Try CUDA graphs first. Graphs are a config flag and they delete launch overhead completely - that's the free 80%, and this post's own numbers show a tuned graph path is hard to beat. What graphs cannot do is remove the HBM round-trips between dependent ops or the implicit barrier at every kernel boundary; kernels in a graph are still separate kernels. The megakernel is the (expensive) instrument for exactly those two things - if graphs already put you near your weight-stream floor, stop there.
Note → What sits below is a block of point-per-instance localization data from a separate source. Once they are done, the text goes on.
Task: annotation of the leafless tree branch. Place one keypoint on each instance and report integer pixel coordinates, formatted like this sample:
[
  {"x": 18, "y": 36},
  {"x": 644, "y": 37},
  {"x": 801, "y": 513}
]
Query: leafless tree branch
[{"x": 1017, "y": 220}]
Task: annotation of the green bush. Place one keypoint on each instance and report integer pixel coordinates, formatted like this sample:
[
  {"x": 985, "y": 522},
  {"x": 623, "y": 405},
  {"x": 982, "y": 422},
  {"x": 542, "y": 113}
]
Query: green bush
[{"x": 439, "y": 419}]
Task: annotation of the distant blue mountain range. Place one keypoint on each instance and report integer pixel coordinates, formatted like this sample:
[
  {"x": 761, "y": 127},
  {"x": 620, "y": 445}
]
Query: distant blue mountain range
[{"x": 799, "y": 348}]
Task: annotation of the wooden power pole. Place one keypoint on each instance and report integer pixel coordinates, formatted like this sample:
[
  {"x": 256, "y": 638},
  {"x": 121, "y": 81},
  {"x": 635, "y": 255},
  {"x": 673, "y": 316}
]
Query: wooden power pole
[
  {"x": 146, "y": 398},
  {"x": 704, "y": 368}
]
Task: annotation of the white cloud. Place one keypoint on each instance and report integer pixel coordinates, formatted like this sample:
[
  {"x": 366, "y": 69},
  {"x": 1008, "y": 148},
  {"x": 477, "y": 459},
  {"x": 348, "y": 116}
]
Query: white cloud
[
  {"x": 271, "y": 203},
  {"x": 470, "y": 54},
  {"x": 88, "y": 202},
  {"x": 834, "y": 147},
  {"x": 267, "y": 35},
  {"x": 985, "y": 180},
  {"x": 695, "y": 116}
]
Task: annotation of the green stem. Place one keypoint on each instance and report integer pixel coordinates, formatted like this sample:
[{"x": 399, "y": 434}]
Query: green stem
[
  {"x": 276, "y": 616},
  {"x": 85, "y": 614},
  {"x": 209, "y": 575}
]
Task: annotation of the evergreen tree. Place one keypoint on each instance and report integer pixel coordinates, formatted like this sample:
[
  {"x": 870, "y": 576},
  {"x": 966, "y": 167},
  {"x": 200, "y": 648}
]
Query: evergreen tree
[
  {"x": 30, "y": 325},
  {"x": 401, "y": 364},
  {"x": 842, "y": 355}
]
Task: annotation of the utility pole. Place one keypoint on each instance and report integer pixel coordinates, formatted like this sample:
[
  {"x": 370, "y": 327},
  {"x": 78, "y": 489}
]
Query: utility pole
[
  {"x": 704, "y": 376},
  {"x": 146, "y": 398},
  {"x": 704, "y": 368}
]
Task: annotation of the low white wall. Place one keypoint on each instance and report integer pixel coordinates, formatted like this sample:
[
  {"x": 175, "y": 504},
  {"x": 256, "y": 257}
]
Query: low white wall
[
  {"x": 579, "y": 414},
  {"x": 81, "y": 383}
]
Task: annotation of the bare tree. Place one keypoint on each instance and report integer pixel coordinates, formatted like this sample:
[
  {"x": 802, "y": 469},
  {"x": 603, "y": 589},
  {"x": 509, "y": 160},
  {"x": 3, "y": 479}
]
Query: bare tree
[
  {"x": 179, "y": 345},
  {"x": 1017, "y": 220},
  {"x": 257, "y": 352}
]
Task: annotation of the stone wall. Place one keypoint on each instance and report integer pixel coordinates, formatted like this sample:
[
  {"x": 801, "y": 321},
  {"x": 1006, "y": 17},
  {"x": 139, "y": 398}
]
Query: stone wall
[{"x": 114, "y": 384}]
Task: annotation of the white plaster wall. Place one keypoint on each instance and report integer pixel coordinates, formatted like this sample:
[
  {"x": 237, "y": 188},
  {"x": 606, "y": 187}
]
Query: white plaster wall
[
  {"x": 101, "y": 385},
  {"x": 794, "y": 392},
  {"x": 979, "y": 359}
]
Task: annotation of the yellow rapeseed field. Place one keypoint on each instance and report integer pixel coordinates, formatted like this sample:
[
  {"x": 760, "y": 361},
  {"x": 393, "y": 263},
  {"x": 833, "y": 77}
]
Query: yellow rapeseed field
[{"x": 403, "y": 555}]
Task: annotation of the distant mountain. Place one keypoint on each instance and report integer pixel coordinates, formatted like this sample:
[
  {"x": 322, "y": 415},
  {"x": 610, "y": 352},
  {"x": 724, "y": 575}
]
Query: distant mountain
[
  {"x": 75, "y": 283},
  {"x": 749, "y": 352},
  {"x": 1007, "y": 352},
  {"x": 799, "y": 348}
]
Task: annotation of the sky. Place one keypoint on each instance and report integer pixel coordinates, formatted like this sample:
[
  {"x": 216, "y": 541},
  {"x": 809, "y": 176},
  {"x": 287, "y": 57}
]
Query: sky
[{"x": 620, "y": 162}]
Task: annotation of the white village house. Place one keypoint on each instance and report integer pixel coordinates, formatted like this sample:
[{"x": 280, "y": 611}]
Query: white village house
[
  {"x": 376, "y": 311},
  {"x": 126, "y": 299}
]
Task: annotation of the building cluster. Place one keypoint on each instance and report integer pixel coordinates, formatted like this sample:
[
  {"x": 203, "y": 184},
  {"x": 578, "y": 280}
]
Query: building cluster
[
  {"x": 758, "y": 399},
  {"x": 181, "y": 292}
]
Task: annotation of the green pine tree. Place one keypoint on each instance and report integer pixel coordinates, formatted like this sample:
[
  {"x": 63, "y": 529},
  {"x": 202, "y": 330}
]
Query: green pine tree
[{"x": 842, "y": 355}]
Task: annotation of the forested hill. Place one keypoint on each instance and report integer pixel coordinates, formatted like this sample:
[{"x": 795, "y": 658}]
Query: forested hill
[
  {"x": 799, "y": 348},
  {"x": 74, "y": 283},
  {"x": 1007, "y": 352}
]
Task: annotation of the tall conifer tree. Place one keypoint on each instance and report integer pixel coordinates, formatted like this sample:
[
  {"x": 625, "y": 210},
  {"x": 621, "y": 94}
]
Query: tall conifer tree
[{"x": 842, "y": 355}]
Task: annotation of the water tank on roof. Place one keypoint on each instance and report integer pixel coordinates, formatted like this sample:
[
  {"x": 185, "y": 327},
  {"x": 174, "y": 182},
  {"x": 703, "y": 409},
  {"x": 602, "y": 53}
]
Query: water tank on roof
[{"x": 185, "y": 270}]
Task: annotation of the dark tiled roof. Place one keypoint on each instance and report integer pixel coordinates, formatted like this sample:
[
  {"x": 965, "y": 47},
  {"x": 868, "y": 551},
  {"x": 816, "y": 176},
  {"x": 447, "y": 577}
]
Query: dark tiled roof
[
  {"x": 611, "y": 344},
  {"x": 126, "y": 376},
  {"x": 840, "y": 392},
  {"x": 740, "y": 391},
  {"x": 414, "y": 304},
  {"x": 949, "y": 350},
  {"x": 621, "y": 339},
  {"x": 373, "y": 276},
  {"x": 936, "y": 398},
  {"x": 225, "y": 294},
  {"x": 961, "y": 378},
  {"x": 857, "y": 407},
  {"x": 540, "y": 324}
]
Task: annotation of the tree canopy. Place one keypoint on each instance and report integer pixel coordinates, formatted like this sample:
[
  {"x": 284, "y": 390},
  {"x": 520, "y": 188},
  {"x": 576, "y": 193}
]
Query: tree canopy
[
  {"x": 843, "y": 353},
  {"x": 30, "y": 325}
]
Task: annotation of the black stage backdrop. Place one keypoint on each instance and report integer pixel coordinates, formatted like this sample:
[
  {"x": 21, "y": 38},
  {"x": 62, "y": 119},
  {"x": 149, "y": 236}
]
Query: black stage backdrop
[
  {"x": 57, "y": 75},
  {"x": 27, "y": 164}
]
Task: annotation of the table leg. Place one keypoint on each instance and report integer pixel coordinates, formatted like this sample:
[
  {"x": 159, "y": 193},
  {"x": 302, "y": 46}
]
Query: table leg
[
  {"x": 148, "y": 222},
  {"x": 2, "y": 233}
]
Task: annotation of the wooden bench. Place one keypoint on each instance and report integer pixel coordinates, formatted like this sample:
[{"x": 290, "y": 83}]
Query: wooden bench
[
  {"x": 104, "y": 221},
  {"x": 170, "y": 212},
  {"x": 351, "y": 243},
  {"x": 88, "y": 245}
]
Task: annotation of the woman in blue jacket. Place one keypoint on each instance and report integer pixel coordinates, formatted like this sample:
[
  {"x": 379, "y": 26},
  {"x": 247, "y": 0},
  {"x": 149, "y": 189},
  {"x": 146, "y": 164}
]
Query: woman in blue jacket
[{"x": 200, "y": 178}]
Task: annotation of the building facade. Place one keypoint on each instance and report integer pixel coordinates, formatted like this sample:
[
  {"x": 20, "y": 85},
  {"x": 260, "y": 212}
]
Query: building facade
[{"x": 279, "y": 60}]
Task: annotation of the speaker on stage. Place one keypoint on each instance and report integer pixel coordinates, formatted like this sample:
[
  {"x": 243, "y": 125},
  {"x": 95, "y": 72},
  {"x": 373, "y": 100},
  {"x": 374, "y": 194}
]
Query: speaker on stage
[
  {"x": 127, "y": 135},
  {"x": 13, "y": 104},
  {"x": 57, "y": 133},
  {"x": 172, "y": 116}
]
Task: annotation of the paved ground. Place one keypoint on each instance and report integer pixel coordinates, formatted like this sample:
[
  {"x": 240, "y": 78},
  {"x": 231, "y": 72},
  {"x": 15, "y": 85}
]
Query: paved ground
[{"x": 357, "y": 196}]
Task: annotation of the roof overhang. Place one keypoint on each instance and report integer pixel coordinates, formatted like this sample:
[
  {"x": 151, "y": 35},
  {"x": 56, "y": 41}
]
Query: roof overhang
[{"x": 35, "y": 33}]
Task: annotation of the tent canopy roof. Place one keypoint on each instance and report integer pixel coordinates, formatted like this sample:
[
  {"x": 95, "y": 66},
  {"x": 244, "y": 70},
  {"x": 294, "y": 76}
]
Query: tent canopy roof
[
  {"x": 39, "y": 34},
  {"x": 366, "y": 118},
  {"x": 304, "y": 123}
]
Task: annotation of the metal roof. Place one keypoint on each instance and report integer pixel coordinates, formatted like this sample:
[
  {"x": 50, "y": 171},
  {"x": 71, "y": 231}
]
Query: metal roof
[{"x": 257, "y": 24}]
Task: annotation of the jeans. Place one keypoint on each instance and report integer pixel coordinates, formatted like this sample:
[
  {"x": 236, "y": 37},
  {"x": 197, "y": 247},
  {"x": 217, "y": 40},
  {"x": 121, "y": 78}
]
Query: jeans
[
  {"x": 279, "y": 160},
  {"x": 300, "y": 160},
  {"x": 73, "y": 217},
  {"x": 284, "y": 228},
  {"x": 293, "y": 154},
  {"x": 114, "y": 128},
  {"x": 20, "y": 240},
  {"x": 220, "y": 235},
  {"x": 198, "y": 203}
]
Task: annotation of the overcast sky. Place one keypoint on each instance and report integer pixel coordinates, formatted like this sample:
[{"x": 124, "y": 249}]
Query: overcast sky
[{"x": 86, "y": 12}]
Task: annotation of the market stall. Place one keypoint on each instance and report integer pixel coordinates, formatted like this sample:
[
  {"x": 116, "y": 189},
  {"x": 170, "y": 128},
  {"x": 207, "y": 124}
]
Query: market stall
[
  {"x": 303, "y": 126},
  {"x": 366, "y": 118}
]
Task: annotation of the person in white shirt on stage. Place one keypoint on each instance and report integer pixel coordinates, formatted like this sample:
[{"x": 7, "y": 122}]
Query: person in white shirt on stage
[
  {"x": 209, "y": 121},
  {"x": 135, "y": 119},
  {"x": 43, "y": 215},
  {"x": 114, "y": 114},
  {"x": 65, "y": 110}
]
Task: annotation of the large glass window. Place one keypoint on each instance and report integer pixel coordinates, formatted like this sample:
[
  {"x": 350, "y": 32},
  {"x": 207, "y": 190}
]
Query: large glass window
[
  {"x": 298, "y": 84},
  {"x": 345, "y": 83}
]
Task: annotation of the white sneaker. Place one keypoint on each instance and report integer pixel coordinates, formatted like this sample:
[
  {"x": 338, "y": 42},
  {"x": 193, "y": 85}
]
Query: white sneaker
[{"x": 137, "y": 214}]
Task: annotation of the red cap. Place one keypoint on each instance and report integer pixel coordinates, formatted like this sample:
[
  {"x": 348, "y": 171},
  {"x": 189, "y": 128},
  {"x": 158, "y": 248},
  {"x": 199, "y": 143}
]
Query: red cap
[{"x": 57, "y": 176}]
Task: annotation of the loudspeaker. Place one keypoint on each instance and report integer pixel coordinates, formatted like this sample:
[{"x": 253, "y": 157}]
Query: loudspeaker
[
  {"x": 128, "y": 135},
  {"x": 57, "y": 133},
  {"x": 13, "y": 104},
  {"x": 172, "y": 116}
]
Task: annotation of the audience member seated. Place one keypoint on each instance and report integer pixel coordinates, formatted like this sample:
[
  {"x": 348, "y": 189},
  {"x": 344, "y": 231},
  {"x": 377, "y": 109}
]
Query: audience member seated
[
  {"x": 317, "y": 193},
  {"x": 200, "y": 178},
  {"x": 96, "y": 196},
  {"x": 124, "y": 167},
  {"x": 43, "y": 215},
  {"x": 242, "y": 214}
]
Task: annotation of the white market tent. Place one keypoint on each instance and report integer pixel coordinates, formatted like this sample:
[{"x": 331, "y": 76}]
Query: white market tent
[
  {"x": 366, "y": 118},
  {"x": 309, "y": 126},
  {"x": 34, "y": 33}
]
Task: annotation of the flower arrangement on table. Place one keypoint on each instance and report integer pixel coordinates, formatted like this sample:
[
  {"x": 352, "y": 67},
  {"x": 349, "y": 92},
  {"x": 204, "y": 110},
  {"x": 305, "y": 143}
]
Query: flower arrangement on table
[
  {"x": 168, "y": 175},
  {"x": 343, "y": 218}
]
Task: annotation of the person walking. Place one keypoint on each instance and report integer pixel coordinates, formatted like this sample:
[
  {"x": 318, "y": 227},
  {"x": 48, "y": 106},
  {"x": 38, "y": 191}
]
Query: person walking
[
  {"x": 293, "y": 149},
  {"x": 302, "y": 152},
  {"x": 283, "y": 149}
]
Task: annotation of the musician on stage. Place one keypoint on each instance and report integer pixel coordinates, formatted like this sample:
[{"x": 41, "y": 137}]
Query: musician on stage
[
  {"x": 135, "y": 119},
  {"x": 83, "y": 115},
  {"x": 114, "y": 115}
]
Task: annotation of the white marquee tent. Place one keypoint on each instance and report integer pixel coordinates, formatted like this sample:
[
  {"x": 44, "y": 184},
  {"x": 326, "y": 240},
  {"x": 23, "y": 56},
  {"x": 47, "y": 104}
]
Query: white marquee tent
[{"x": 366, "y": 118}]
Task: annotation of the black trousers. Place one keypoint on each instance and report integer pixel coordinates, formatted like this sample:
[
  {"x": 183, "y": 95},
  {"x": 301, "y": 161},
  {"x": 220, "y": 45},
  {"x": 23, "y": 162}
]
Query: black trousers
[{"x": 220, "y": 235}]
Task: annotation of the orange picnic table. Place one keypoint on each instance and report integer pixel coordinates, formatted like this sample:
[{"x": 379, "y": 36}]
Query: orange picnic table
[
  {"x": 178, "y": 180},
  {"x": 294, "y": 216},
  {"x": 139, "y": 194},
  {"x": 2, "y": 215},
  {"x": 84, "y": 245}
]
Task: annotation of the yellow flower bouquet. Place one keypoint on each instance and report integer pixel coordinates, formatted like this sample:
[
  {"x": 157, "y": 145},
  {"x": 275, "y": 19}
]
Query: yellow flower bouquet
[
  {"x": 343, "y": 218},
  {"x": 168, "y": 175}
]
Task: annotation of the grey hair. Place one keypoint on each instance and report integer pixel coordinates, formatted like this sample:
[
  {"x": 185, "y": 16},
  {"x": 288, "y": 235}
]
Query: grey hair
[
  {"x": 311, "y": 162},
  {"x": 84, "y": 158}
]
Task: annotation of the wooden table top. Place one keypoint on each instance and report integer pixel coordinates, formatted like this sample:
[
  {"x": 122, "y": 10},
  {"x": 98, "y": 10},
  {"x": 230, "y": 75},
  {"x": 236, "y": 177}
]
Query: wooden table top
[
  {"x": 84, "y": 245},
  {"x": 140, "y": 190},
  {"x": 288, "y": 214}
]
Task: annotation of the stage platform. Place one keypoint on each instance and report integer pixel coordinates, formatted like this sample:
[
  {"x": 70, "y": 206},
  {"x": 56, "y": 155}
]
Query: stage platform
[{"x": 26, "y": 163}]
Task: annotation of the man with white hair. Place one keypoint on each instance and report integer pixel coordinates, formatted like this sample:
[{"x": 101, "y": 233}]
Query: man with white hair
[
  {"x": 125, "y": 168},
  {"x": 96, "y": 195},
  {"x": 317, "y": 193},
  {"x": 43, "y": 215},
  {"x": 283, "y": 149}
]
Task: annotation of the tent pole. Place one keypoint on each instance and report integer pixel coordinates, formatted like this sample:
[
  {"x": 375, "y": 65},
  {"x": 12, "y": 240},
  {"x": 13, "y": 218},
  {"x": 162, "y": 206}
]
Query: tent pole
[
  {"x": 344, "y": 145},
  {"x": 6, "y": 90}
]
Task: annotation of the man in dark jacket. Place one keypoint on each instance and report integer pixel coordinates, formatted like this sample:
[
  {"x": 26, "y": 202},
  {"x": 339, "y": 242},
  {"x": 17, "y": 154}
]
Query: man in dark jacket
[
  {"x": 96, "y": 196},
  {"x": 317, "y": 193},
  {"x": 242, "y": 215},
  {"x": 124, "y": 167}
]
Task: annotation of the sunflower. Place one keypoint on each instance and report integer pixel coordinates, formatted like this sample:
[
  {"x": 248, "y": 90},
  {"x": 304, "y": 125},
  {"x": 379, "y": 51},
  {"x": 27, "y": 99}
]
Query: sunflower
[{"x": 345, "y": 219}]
The regime where it pays is the intersection: small model, batch~1, latency as the product. The smaller the model, the larger the fixed per-op costs loom relative to useful work - a 4 us kernel tax matters at 2.2 ms of GPU work per token and vanishes at 50. Concretely that's low-latency ASR and TTS, speculative-decoding draft models (small by construction, decode-only, latency-critical by definition), and real-time control loops on edge GPUs. It's not a coincidence that this project's model is one of them.

Where it doesn't pay: big models at decode (the weight stream saturates DRAM anyway - graphs get you to the floor), prefill and training (tile regime, tensor cores, occupancy already fine), and batched throughput serving, where continuous batching is the product and a static 84-CTA partition is the wrong shape entirely.

And the cost nobody prices in: a hand-written megakernel freezes the architecture. This kernel knows it has 28 layers, hidden 1024, 16/8 heads, SiLU. A model revision upstream is not a config change here; it's surgery. So the approach fits where the model is stable and the latency win is worth owning the code - and doesn't fit a research loop where the architecture changes monthly.

One sentence version: profile first, graphs second, megakernel only when the profile says launch-bound and the regime says small-model latency - which is rarer than the hype and exactly as real as this post's 7x-over-eager measurement when it applies.

Closing

What I'd actually carry to the next kernel, in one place:

Fusion is a bet that the fused unit still fills the machine - at M=1 a head is too coarse a unit, and I lost that bet three times (19x, 10%, and a pretty one). The scarce resource decides everything: attention here was starved for SMs and swimming in free L2 bandwidth, so spreading won and byte-saving lost, and both verdicts would flip in a different regime. bf16 drift saturates instead of compounding - measured, not assumed, and it saved me a precision migration. And per-op goldens made correctness the cheap part of the project, which is the opposite of the usual megakernel experience.

The through-line is older than any of those: every fork in this project was decided by a measurement, and four of my better-sounding ideas are dead because of it. 3.49 ms stands, 2.11 ms is the number to beat, and the redesign that might get there is scoped. That's the honest state of it.